Thanks, yes, I can be quite poetic with the words now and then!  

Hey, I know your not competing in the Arnold, but will you be there?


----------



## G-man (Jan 1, 2005)

I voted for you, but Im in love with contestent #12


----------



## Mari Kudla (Jan 2, 2005)

cinnacracker- you are corrct, i did not request to compete in the Figure Int'l this year, but i will be there. not sure which booth yet, i have several offers, but haven't commited yet. i plan to do a bunch of photo shoots again, so it should be fun. gotta keep up content for my vip site!

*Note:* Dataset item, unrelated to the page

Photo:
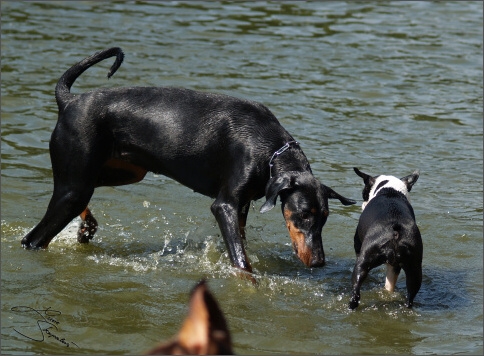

ps. i love that everyone is voting, and now i have a second contest to vote in if you want: http://www.truebodies.com click on the big blue box on right. i'm in the first column, 4th row.


----------



## JLB001 (Jan 2, 2005)

Mari...I tried that leg workout you had posted.  OMG....I couldn't walk straight for 3 days afterward.  

Anyways...I'm still voting.   Hope everyone else is too!


----------



## PreMier (Jan 3, 2005)

Im voting.. but I am in love..  http://www.truebodies.com/2005_contest/po1/nikkiwarner/warner_entry_pics.htm


----------



## soxmuscle (Jan 3, 2005)

PreMier said:
			
		

> Im voting.. but I am in love..  http://www.truebodies.com/2005_contest/po1/nikkiwarner/warner_entry_pics.htm


shes hot, but her boobs like absolutely disgusting.


----------



## cinnacracker (Jan 3, 2005)

well, mari is in that contest too, so Im voting for her there too everyday!  
go mari!  

picts are here:
http://www.truebodies.com/2005_contest/po1/marikudla/kudla_entry_pics.htm

vote daily here:
http://www.truebodies.com/2005_contest_contestants.htm


----------



## Mari Kudla (Jan 7, 2005)

JLB001- hope you are feeling better! glad i could give you a long distance butt kicking!


----------



## nikegurl (Jan 7, 2005)

JLB001 said:
			
		

> Mari...I tried that leg workout you had posted.  OMG....I couldn't walk straight for 3 days afterward.
> 
> Anyways...I'm still voting.   Hope everyone else is too!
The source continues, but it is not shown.